Wednesday, 9 December 2015

Missed link to RDoC

My Frontiers paper (2015) ‘Against explanatoryminimalism in psychiatry’ Frontiers of Psychiatry 6: 171 is now out in proper format. But I realise that I missed a trick by not connecting it to issues raised in particular by Steve Hyman's Oxford lectures last month: the rise and rise of RDoC. This was suggested to me in an email over the weekend by a psychiatrist:

"Hi Tim,

I came across a copy of your recent paper “Against explanatory minimalism in psychiatry.” As I am not trained in philosophy, parts of it definitely “went over my head.” But, it seems to be quite relevant to a contemporary problem in American mental health research. That is, the National Institute of Mental Health is very focused on a neuroscientific model of mental health, and more specifically the Research Domain Criteria (RDoC) framework:

https://www.nimh.nih.gov/research-priorities/rdoc/index.shtml

This is controversial because it is impacting the types of projects that are and are not funded by NIMH, independent of scientific merit as determined by the review panels.

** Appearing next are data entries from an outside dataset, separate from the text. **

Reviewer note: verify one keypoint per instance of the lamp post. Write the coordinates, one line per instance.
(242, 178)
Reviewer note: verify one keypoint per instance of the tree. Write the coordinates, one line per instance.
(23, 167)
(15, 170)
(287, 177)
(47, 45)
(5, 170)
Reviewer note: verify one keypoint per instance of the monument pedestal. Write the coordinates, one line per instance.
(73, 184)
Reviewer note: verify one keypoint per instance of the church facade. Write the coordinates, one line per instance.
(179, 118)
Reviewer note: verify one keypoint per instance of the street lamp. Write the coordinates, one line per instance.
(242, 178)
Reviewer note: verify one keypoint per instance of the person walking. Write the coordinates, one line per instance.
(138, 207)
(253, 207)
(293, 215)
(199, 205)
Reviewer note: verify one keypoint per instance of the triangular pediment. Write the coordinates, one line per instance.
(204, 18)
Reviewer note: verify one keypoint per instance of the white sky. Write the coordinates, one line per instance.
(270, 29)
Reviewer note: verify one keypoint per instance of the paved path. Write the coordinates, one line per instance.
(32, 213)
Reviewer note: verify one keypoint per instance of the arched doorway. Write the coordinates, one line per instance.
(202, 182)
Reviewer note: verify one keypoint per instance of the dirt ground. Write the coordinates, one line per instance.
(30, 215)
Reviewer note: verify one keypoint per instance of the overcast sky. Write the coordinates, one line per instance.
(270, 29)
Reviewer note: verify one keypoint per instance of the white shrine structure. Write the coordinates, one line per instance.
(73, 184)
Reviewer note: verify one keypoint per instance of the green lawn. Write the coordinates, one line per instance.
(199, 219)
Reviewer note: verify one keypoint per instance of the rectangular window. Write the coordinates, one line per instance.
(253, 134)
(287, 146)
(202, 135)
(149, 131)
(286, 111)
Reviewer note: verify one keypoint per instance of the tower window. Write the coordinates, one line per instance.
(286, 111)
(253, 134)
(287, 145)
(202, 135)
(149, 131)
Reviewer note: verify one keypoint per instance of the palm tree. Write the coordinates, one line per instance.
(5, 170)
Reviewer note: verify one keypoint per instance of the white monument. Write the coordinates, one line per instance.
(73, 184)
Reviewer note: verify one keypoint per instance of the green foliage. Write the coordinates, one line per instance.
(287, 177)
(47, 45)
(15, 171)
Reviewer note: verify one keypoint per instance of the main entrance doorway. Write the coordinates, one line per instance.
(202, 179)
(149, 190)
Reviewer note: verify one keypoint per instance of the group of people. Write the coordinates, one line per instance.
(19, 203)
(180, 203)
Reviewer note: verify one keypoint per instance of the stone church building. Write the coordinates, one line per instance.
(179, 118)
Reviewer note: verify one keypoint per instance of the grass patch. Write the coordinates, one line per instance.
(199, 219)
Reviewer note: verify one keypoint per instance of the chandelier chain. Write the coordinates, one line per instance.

Although not explicitly mentioned in your paper, the topic of your paper seems quite timely and relates to very pragmatic issues that is already having a profound long-term effect on psychiatric research. The RDoC framework is shaping the types of questions people are training to answer – with a huge emphasis on the “lower” levels of analysis, such as genetics/genomics, biomarkers, and at best, neural circuits, and much less on the actual lived-experience of people with mental illnesses."